Emilie Lelouch arrivant au tribunal correctionnel de Paris (Francetv info / France 2)

De quoi étaient-ils accusés ?

Ces membres de l'Arche de Zoé avaient été arrêtés en octobre 2007 alors qu'ils s'apprêtaient à embarquer dans un avion vers la France avec des enfants affublés de faux bandages et de pansements. Ils disaient vouloir sauver des orphelins du Darfour, une région du Soudan. Mais, selon plusieurs ONG, ces enfants étaient en réalité pour la plupart tchadiens et avaient au moins un parent en vie.

Quatre des prévenus avaient été condamnés au Tchad à huit ans de travaux forcés pour tentative d'enlèvement d'enfants.

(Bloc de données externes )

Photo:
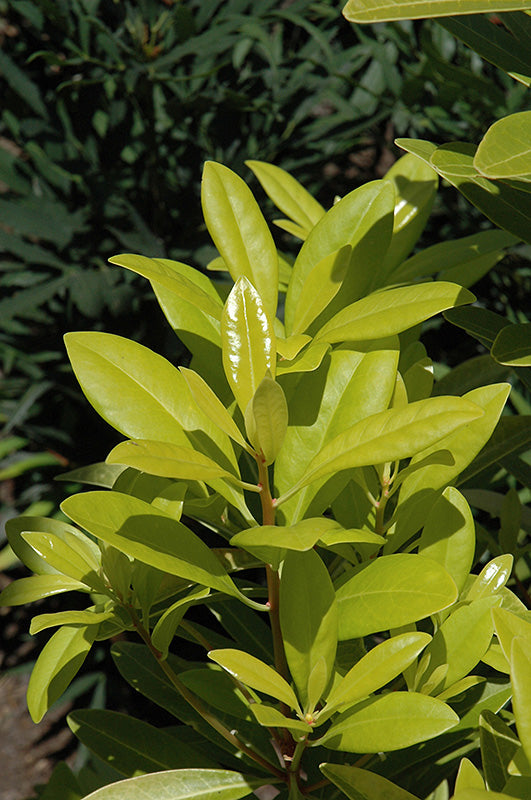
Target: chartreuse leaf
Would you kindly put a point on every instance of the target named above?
(66, 558)
(364, 220)
(164, 630)
(389, 722)
(468, 776)
(27, 590)
(240, 232)
(449, 535)
(504, 151)
(498, 747)
(57, 665)
(386, 10)
(255, 673)
(459, 643)
(361, 784)
(266, 419)
(169, 461)
(141, 531)
(392, 311)
(375, 669)
(417, 493)
(249, 348)
(520, 660)
(181, 784)
(320, 287)
(288, 194)
(391, 435)
(129, 745)
(415, 184)
(210, 405)
(506, 206)
(305, 584)
(390, 592)
(165, 273)
(512, 345)
(91, 616)
(350, 385)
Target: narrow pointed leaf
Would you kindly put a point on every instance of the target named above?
(389, 722)
(240, 232)
(181, 784)
(139, 530)
(249, 347)
(254, 673)
(392, 311)
(361, 784)
(288, 194)
(390, 592)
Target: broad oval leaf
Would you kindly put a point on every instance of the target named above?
(391, 435)
(389, 722)
(392, 311)
(254, 673)
(504, 151)
(386, 10)
(305, 584)
(288, 194)
(375, 669)
(248, 342)
(130, 745)
(141, 531)
(57, 665)
(392, 591)
(181, 784)
(240, 231)
(361, 784)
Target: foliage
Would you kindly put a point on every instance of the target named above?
(296, 483)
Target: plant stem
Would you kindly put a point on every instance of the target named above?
(196, 703)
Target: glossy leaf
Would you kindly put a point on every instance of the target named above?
(361, 784)
(288, 194)
(249, 348)
(166, 273)
(513, 345)
(386, 10)
(57, 664)
(180, 784)
(391, 435)
(389, 722)
(375, 669)
(498, 747)
(504, 151)
(130, 745)
(254, 673)
(449, 535)
(363, 219)
(392, 311)
(416, 186)
(305, 583)
(240, 232)
(460, 643)
(210, 405)
(27, 590)
(167, 624)
(142, 532)
(320, 287)
(507, 207)
(390, 592)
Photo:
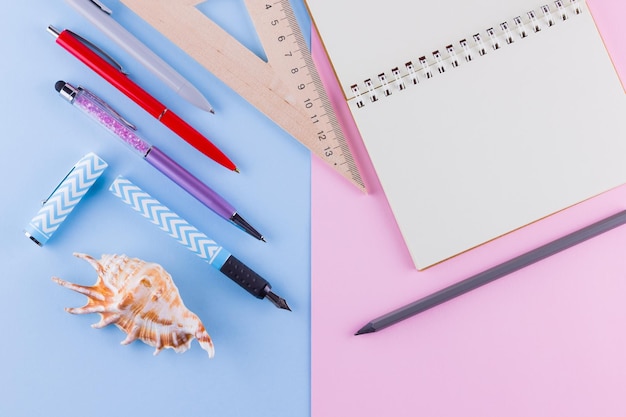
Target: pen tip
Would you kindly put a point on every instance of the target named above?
(368, 328)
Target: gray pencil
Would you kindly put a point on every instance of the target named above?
(494, 273)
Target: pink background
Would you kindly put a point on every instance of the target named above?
(549, 340)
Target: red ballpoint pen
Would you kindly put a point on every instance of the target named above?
(78, 47)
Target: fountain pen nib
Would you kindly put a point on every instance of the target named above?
(276, 300)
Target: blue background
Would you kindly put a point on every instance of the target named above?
(53, 363)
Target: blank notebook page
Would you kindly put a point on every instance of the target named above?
(482, 148)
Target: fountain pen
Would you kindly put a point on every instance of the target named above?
(194, 240)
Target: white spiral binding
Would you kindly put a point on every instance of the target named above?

Ils avaient été transférés en France et leur peine avait été commuée en années de prison, avant que le président tchadien, Idriss Deby, ne les gracie, fin mars 2008.

Comment s'est déroulé le procès ?

Vivant désormais en Afrique du Sud, Eric Breteau et Emilie Lelouch n'étaient ni présents ni représentés lors du procès. "Ils stressent, ils ont hâte de savoir", a indiqué leur avocate, Céline Lorenzon, qui respecte leur choix et affirme qu'ils n'ont "pas fait de plan" pour la suite.

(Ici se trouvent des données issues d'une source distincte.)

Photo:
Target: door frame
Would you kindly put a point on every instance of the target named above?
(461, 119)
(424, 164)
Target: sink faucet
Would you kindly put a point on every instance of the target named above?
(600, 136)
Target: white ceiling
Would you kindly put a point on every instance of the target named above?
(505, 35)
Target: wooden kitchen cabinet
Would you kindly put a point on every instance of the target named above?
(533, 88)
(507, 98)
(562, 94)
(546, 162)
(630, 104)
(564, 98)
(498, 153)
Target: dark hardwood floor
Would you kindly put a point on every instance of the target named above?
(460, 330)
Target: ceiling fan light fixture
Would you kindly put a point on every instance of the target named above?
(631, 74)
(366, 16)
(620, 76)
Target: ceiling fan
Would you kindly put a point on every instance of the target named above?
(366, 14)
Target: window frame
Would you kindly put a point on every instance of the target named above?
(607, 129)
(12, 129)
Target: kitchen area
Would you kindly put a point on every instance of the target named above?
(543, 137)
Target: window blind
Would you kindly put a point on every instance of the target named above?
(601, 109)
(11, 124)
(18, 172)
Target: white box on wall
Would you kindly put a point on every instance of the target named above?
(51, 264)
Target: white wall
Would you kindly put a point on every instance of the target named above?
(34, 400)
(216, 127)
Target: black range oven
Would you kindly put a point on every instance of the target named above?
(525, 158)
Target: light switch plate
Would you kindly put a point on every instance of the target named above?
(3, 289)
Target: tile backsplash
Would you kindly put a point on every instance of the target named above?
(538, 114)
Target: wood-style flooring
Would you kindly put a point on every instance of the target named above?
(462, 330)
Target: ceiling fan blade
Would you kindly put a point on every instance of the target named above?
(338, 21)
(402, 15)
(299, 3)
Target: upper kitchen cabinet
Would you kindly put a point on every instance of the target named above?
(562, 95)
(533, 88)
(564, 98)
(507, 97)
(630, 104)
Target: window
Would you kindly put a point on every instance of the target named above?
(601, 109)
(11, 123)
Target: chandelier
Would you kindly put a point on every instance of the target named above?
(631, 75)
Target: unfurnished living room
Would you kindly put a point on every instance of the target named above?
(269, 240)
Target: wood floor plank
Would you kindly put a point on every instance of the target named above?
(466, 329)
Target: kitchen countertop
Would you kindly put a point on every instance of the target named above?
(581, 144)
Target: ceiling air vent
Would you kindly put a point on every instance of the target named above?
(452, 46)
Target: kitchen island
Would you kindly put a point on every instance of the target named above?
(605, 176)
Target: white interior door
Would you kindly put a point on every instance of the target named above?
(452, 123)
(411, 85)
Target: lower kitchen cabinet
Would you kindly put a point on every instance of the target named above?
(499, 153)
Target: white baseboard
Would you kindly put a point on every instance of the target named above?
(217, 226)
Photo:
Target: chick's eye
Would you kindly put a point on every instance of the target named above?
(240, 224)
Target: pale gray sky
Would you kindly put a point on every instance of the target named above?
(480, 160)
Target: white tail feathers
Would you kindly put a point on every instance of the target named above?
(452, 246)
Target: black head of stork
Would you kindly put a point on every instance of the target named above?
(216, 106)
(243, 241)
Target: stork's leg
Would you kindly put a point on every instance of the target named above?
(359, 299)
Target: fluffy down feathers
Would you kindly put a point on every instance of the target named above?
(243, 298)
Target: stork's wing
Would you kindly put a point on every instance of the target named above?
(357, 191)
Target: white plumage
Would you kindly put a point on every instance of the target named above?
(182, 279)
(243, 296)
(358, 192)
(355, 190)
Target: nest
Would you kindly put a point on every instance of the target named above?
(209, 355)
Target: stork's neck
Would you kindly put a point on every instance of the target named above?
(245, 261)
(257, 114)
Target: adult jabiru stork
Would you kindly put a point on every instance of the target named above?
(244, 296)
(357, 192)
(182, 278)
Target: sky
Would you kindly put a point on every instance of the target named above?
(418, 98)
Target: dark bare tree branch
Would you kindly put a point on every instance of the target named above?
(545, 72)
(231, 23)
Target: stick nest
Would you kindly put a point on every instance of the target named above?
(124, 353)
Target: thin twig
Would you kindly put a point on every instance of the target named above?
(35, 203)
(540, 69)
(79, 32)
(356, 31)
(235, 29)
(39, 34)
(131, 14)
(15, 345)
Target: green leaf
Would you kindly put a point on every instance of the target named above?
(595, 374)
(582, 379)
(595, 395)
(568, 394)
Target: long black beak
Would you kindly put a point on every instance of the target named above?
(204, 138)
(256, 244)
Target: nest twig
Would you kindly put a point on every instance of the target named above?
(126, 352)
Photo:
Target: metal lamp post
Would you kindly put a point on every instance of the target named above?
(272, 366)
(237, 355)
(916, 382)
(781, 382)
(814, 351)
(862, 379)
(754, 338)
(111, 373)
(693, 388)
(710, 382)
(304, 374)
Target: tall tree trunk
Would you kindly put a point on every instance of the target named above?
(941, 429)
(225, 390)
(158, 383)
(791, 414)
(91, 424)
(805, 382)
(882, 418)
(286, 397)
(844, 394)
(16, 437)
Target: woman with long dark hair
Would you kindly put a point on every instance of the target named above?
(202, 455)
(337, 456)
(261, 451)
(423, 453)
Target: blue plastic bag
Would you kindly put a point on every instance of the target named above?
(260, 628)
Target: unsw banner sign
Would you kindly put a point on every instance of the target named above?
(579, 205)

Les quatre autres prévenus ont comparu devant le tribunal. L'infirmière Nadia Merimi, condamnée au Tchad puis graciée, partie civile au procès en France, n'a pas mâché ses mots au sujet du couple. "Franchement, c'est des enculés, je suis désolée, non, des enfoirés", a-elle lâché dans un rire de soulagement à la barre.

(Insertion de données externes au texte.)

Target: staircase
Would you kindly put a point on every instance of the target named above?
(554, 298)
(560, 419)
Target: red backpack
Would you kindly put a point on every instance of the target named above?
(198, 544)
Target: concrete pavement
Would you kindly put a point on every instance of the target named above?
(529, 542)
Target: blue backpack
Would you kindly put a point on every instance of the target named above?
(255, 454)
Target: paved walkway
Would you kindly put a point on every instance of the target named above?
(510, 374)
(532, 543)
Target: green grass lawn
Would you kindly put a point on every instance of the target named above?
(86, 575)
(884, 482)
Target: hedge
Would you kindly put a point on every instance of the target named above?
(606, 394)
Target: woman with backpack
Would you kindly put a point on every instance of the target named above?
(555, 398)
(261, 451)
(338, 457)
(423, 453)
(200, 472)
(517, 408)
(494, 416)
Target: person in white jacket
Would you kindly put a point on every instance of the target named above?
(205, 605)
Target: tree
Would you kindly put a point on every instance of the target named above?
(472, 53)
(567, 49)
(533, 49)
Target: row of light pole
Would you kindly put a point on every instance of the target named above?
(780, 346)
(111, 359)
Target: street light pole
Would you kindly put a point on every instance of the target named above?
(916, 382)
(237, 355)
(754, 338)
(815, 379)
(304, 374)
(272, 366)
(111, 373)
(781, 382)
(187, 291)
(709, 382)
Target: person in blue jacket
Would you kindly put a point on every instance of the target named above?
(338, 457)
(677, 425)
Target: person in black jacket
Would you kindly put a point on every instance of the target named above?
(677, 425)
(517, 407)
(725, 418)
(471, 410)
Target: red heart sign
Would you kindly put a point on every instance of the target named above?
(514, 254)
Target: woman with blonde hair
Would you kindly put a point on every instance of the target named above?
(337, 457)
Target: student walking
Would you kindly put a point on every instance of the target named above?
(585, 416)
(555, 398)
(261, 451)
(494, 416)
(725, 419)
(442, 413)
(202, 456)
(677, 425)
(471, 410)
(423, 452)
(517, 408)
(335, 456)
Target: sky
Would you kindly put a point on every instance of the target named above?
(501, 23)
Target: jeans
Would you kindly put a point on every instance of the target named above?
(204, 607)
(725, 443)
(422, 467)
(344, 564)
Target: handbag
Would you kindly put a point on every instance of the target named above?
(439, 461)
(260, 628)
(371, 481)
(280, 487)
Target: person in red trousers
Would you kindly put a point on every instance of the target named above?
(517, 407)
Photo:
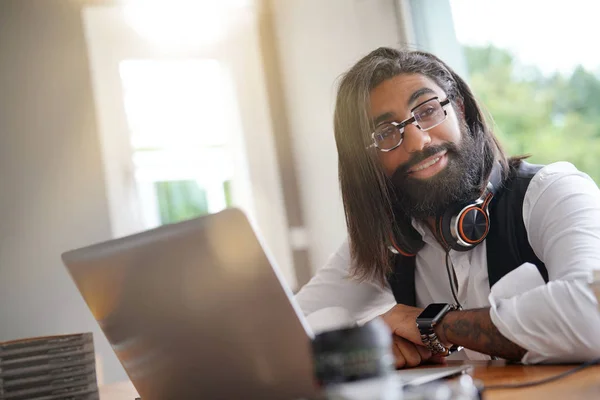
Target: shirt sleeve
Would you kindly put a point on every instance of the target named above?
(332, 286)
(559, 321)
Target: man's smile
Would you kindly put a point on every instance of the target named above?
(430, 166)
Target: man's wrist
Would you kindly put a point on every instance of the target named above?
(439, 328)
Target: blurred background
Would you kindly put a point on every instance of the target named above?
(120, 116)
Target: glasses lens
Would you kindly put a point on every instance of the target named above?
(429, 114)
(387, 136)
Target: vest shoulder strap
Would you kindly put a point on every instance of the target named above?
(507, 243)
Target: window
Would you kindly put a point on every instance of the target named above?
(534, 66)
(176, 112)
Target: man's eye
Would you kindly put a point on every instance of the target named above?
(426, 113)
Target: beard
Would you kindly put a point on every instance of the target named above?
(460, 181)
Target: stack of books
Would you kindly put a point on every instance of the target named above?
(49, 368)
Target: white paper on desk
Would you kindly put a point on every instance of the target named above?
(329, 319)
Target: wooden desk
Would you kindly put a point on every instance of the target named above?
(584, 384)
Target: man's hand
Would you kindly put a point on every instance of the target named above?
(472, 329)
(402, 320)
(408, 348)
(408, 354)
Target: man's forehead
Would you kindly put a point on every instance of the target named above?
(399, 94)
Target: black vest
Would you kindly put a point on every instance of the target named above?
(507, 245)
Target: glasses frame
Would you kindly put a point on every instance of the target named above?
(412, 120)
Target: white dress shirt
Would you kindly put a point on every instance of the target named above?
(558, 321)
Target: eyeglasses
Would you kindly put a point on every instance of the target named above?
(425, 116)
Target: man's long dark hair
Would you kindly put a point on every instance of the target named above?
(368, 201)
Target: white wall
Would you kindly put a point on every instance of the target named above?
(52, 194)
(317, 41)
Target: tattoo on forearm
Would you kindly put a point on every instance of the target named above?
(474, 330)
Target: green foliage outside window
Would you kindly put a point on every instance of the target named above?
(182, 200)
(553, 118)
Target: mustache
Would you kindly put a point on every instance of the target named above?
(416, 158)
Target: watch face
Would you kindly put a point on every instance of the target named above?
(432, 310)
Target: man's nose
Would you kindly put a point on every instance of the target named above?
(415, 139)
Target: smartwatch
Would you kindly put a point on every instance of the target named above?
(426, 323)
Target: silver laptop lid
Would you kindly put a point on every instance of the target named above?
(196, 310)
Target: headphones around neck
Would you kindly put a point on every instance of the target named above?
(464, 225)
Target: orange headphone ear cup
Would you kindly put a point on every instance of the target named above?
(444, 231)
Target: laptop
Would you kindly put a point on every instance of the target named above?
(196, 310)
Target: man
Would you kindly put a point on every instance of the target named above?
(419, 171)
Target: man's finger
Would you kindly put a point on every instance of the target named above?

Quel était le profil psychologique du couple principal ?

Pendant l'enquête, des experts ont apporté leur éclairage sur la personnalité du couple Breteau-Lelouch et sur la force du lien qui les unit. Ils notent que "le côté sacrificiel de l'homme qui se fait fondateur ou créateur est premier", et que "le côté martyr" qui en découle, "pour l'un et pour l'autre, les unit dans cette conviction d'avoir suivi la voie du bien et du juste". Quant à Emilie Lelouch, les experts considèrent qu'elle vit dans un "mythe de la toute-puissance à créer et recréer le monde".

Emilie Lelouch et Eric Breteau (en rouge), ici en 2007 à N'Djamena (Tchad), ont été défendus par l'avocat Gilbert Collard (à g.) au début de l'affaire. (MAXPPP)

Pour la journaliste Marie-Agnès Pèleran, également jugée, il ne fait aucun doute que "leur but premier était sincère". Parmi les familles qui devaient accueillir les enfants, les avis sont partagés. Une minorité estime avoir été trompée. Certains jugent Eric Breteau et Emilie Lelouch "motivés mais maladroits" ou les décrivent comme "d'honnêtes gens qui ont bon cœur". D'autres, en revanche, les appellent "les illuminés" ou "les maîtres de la persuasion".

Quelle était la ligne de défense ?

La stratégie a été similaire pour tous les prévenus présents au procès : charger Eric Breteau et sa compagne. Ainsi, selon l'infirmière Nadia Merimi, "Eric Breteau disait toujours qu'il prenait l'entière responsabilité" des conséquences de la mission. Traumatisée par la peur d'être fusillée au Tchad, elle a martelé que "clairement, on ne (…) résistait pas" à Eric Breteau, rappelant que celui-ci avait mené une opération humanitaire en Indonésie après le tsunami de 2004. "Il avait l'air de savoir où il allait."

Les quatre prévenus présents au procès ont affirmé que la légalité de l'opération ne faisait pas de doute à leurs yeux. Ils étaient sûrs qu'un collectif d'avocats serait mis sur pied pour prendre en charge les aspects juridiques. La défense a donc plaidé la relaxe, estimant qu'ils avaient tous été "aveuglés par leurs bons sentiments".